In particular, violence during ‘unplanned arrests’ increased. According to the police, this is partly due to the number of demonstrations. The police expect that officers will be confronted with aggression and violence more often and seem to want to reduce the risk of more incidents through preventive investigation. According to Amnesty, the powers used by the police are ‘formulated too vaguely and violate the right to privacy’.

This mainly concerns illegal ID checks, social media monitoring, drones at demonstrations, infiltration of group apps, and unannounced home visits. Supervision and control of this are lacking. Each ID check would also be registered in police databases for at least five years. This is contrary to the right to privacy and the right to demonstrate, says spokesman Elke Kuijper. “The police are doing everything they can to find out who is demonstrating. Amnesty wants this unauthorized surveillance of peaceful demonstrators to stop and only be used if there is a suspicion of a serious crime.”

Dozens of activists whom Amnesty spoke to experience police actions at demonstrations as intimidating. They feel hindered in exercising their fundamental rights. “At one point there were seven or nine officers around us, while there were only four of us,” says Robert, who recently attended an anti-racism demonstration. “We were told that we were doing something that was not allowed, so they wanted to see our ID. They claim their position of power. They searched anyone who did not want to show their ID.”

At last week’s demonstrations, the police quickly deployed a water cannon (video):


Climate activists ‘enjoy’ water cannon on A12 The Hague

Another activist states that she has started a procedure to view her data. “In what I was allowed to see, I especially noticed the tone in which I was spoken about. The BOA had said, among other things: ‘they also discriminate against us whites’.”

‘The law does not suffice’

Since January 1, 2005, everyone over the age of 14 must be able to show valid proof of identification if requested by the police, based on the Compulsory Identification Act (WUI). The WUI was intended to increase safety and reduce nuisance. When it was introduced, it was emphasized that the police could not just ask for identification. This concerns threats of violence at demonstrations where riots may arise. “But the police practices investigated in this report go directly against what is seen as desirable or permissible in the law,” says Kuijper.

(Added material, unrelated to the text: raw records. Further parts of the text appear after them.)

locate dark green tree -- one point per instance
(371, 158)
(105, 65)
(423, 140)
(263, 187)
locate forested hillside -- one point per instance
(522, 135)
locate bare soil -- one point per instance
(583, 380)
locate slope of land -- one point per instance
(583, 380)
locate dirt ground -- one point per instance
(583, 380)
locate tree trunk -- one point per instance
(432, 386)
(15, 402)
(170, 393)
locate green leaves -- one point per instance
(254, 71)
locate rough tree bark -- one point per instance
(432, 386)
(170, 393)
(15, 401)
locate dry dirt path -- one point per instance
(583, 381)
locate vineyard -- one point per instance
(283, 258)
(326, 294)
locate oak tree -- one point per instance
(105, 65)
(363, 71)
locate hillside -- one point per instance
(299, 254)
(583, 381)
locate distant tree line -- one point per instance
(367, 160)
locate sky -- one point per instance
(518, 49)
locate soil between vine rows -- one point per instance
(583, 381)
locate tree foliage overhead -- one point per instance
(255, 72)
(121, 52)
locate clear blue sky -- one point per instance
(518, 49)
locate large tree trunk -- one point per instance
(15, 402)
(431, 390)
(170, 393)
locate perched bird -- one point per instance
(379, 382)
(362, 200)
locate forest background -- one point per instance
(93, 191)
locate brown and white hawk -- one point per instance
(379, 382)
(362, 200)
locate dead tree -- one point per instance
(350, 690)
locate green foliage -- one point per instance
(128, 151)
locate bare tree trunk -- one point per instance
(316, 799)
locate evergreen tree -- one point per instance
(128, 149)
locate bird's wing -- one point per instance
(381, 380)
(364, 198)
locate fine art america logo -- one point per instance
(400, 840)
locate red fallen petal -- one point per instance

High risk of arbitrariness, discrimination, and abuse of power. We want illegal identity checks to stop

Dagmar Oudshoorn, director of Amnesty International Netherlands

The law is therefore not sufficient, says Dagmar Oudshoorn, director of Amnesty International Netherlands. “The police in the Netherlands have too broad powers to determine for themselves who they stop and check during demonstrations. This creates a high risk of arbitrariness, discrimination, and abuse of power. We want the illegal identity checks to stop.”

Police response

Without certain personal information, the police cannot estimate the risks associated with a demonstration and how much police capacity they must deploy to steer the demonstration in the right direction, a spokesperson said. The police take signals about ‘incorrect proportionality considerations’ ‘seriously’. “It is by no means the intention of the police to intimidate people who use their right to demonstrate. If people do feel intimidated, this is an undesirable effect of our actions.”

Since 2016, Amnesty International has been looking at how demonstrators are treated in the Netherlands. This happens, for example, during the actions of Extinction Rebellion. More than 1,500 demonstrators were brutally arrested in last Saturday’s action. Most people are not yet prosecuted.